Vistos, relatados e discutidos os autos em que são partes as acima indicadas, acordam os Ministros da Segunda Turma do Superior Tribunal de Justiça: “A Turma, por unanimidade, deu provimento ao recurso, nos termos do voto do(a) Sr(a). Ministro(a)-Relator(a).” Os Srs. Ministros Og Fernandes, Mauro Campbell Marques, Assusete Magalhães e Francisco Falcão votaram com o Sr. Ministro Relator.

Brasília, 24 de novembro de 2020(data do julgamento).

MINISTRO HERMAN BENJAMIN

Relator

Comentários 

Trata-se de golpes dados ao INSS por um grupo comandado por uma advogada gerando um prejuízo superior a U$20 milhões de dólares.

O tribunal de origem manteve a condenação à reparação dos danos materiais, mas afastou o “pagamento de uma compensação por danos morais, posto que inviável cogitar-se, diante da própria natureza das atividades desempenhadas pelo INSS, de impacto negativo correspondente a descrédito mercadológico”.

A questão do dano moral de pessoa jurídica não é uma matéria  fácil, apesar do seu reconhecimento pelo STJ por meio da Súmula de  nº  227.

Para gerar indenização é preciso o nexo causal entre o ato e o dano sofrido.

E o dano moral está intimamente ligado a ofensa a direitos de personalidade, ou sejam, direito à honra, à dignidade humana e à imagem das pessoas protegidas em nível de cláusula pétrea pelo incido X, do art. 5º da CF.

Só que direitos da personalidade não são automaticamente extensíveis às pessoas jurídicas, mesmo porque o art. 52 do Código Civil determina aplicação, no que couber, a proteção dos direitos da personalidade.

A pessoa jurídica não é titular de honra subjetiva,  porque incapaz de sentir dor, angústia, abalo psíquico etc. Porém, ela é dotada de honra objetiva espelhada na boa imagem, no bom nome, reputação e fama, não só perante seus clientes, como também, perante a sociedade em geral.

Portanto, a indenização de pessoa jurídica por dano moral requer a comprovação de que a sua imagem, o seu bom nome ou a sua reputação foram atingidos por ato do agente.
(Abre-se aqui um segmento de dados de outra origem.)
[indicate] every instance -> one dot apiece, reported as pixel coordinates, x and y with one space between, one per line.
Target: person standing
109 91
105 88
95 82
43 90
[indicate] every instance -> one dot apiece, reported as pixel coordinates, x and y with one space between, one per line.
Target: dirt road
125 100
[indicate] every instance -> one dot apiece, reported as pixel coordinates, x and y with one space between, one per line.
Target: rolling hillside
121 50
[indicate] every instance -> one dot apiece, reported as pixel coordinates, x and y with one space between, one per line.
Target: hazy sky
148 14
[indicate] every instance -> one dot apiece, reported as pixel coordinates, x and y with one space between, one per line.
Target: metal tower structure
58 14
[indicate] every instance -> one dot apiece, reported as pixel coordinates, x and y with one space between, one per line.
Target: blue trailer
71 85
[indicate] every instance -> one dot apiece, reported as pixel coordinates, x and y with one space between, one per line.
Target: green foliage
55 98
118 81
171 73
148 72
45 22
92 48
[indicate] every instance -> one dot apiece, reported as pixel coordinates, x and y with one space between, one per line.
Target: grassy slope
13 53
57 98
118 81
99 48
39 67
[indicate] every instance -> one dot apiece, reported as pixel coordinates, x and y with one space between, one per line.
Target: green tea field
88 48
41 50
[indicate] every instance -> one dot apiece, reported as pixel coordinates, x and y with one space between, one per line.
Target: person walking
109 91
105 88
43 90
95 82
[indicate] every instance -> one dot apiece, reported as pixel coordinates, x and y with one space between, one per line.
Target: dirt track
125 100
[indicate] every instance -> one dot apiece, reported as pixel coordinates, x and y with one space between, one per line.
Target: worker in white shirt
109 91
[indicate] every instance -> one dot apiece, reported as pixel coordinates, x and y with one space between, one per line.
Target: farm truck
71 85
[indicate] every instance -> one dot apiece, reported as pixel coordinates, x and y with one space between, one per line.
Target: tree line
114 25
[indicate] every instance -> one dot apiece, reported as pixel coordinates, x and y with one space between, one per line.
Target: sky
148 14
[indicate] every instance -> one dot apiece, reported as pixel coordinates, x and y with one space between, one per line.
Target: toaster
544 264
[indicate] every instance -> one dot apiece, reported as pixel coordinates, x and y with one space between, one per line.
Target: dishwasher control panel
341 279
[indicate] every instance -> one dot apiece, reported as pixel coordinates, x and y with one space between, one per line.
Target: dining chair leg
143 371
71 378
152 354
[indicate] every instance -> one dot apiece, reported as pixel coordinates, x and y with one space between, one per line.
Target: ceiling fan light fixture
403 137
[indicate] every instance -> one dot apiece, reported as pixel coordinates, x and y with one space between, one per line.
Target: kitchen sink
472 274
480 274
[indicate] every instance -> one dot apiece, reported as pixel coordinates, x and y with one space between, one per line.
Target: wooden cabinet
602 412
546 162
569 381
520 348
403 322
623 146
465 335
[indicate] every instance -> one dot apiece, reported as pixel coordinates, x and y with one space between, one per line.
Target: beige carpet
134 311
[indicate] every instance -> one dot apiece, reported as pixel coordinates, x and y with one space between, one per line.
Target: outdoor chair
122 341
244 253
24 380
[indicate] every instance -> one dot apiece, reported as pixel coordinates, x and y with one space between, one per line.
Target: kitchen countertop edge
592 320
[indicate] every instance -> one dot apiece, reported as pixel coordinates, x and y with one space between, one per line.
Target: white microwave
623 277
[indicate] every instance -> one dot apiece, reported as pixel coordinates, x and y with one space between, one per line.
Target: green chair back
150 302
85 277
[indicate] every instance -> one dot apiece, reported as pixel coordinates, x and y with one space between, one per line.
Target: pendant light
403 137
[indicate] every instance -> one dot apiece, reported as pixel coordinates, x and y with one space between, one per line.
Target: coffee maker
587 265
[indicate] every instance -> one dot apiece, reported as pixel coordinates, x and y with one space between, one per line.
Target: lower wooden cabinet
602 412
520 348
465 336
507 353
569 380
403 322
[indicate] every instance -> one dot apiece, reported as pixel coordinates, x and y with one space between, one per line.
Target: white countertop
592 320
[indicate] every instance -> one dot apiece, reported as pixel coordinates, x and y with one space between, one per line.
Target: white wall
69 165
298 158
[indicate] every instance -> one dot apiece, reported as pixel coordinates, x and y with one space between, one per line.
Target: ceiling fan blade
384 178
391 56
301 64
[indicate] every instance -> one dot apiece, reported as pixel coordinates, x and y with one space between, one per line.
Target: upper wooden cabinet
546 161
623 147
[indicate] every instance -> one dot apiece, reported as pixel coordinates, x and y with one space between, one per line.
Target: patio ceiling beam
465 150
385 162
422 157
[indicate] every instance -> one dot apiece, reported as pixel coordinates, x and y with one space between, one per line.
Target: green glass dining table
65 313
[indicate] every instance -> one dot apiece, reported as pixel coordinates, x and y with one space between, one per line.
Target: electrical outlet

Problema maior reside na mensuração desse dano, para efeito de fixação do valor da indenização.

Por tais razões, o STJ deu provimento ao Recurso Especial para afastar a inexigibilidade do dano moral proclamada pela decisão recorrida e determinar que o Tribunal de origem reaprecie a questão como entender de direito, o que implica examinar o nexo causal, bem como, se for o caso, fixar o valor da indenização.

Importante lembrar que a comprovação do dano material, por si só, não significa dano moral.